Multinationals lose recruiting edge
2018-04-02, SHI JING in Shanghai

Whether multinational companies are still as attractive to candidates as they were some 20 years ago is an open question nowadays.

US headhunting company Manpower has been monitoring multinational companies’ hiring demand in China since 2005. However, the hiring willingness has been declining since 2010.

Multinational companies’ conservative attitude toward the Chinese market is one possible reason that holds up their recruitment plans. According to the survey released by German Chamber of Commerce in China in late November 2017, more than half of the 423 surveyed German companies said they did not have any plans to invest in new locations in China in 2018 — a record high since statistics became available.

Besides, a number of well-known multinational companies have withdrawn from the Chinese market in various ways. German toymaker Autec announced in January last year that it will move all its production lines back to Germany. In the same month, US data-storage company Seagate announced that it will shut down its plant in Suzhou, East China’s Jiangsu province. At the end of October, Japanese digital camera maker Nikon closed its plant in Wuxi, also in Jiangsu province.

At the same time, multinational companies are faced with fierce competition for talent from Chinese domestic companies, according to global recruitment agency Hays. As Simon Lance, managing director of Hays in China, explained, domestic companies are seeking all possible ways to look for and retain the right talent by offering better payment, stock options and the promise of opportunities for further development, he said.

Lu Yue used to be the human resources vice-president of a US technology company in China. However, the company adjusted its strategy in the country four years ago, cutting much of its headcount and forcing Lu to look for another job opportunity.

She soon landed a job at a local Internet finance company in Shanghai. One year later, she relocated to Beijing to work as the human resources vice-president at a domestic Internet entertainment and technology firm.

“It will be impossible for me to go back to the system at multinational companies right now,” she said, adding that the payment and empowerment she currently receives from executives “are something that can be hardly found in multinational companies”.

Liu Naiying, human resources vice-president of Coca-Cola Greater China and Korea Region, admitted that the company’s recruitment has been somewhat affected by the rise of the domestic companies, especially those in e-commerce.

“Shortly after the reform and opening-up policy took effect in China (in the late 1970s), it was quite easy for multinational companies to hire the right talent here thanks to our more competitive compensation packages. But now, the younger generation show greater interest in working at emerging industries,” she said.

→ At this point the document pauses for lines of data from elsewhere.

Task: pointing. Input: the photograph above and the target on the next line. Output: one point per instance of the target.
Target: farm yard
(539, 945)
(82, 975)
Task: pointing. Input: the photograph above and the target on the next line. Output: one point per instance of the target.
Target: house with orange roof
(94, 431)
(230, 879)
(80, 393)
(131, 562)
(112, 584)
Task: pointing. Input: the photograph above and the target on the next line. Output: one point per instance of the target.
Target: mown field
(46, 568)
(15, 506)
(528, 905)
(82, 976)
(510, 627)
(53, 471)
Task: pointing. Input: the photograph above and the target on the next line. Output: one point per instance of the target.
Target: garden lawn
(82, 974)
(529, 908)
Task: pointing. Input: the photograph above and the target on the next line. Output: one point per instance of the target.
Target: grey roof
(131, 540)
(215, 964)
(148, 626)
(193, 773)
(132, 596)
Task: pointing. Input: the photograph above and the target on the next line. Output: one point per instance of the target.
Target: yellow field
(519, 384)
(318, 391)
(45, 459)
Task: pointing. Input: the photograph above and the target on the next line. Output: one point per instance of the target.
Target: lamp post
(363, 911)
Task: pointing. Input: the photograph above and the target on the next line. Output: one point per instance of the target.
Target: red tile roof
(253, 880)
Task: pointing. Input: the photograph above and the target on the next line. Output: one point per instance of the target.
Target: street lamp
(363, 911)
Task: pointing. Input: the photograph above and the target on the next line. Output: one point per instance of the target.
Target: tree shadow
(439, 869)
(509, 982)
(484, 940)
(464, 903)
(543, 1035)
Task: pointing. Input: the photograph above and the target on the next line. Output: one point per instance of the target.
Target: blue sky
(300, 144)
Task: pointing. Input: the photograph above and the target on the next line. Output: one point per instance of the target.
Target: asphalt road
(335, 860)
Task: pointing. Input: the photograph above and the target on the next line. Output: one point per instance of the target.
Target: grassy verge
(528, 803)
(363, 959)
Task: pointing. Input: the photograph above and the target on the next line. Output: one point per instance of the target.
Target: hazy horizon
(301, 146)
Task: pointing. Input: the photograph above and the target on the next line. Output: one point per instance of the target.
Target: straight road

However, Coca-Cola will still adopt a recruitment plan in China that Liu considers a bit more aggressive than last year’s, hiring more hands in marketing as well as research and development.

“We can still attract the talent we want. But the problem for us now is, the turnover rate is so low at the company that we lack a little bit of vitality,” she said.

Pete Chia, managing director of recruitment service provider BRecruit in China, said multinational companies are not seen as the ideal choice for candidates right now, given that domestic companies have caught up and even overtaken them in terms of technology, pay, overseas job opportunities and social recognition. The advantages of domestic firms are especially apparent in the Internet and technology sectors.

Meanwhile, multinational companies usually have a longer brand history than domestic ones and thus their personnel structure is more stable. Younger staff anxious for promotions may have to wait a longer time than they would at domestic companies before achieving their career goals. The comparatively longer waiting time will force some people to give up the opportunity at multinational companies and opt for domestic ones, Chia said.

But he also pointed out that multinational companies have been changing over the past decades in terms of their talent requirement. In the early days of reform and opening up, the positions opened to the Chinese market were preliminary ones such as factory workers. But now, they increasingly need more candidates with professional knowledge and skills, he said.

“It is true that domestic companies have learned a lot from multinational companies over the past few decades. But the story should be the other way around now. Multinational companies should learn from the domestic ones to know more about the Chinese market, get more localized, and pass on the message to the global headquarters more efficiently,” he said.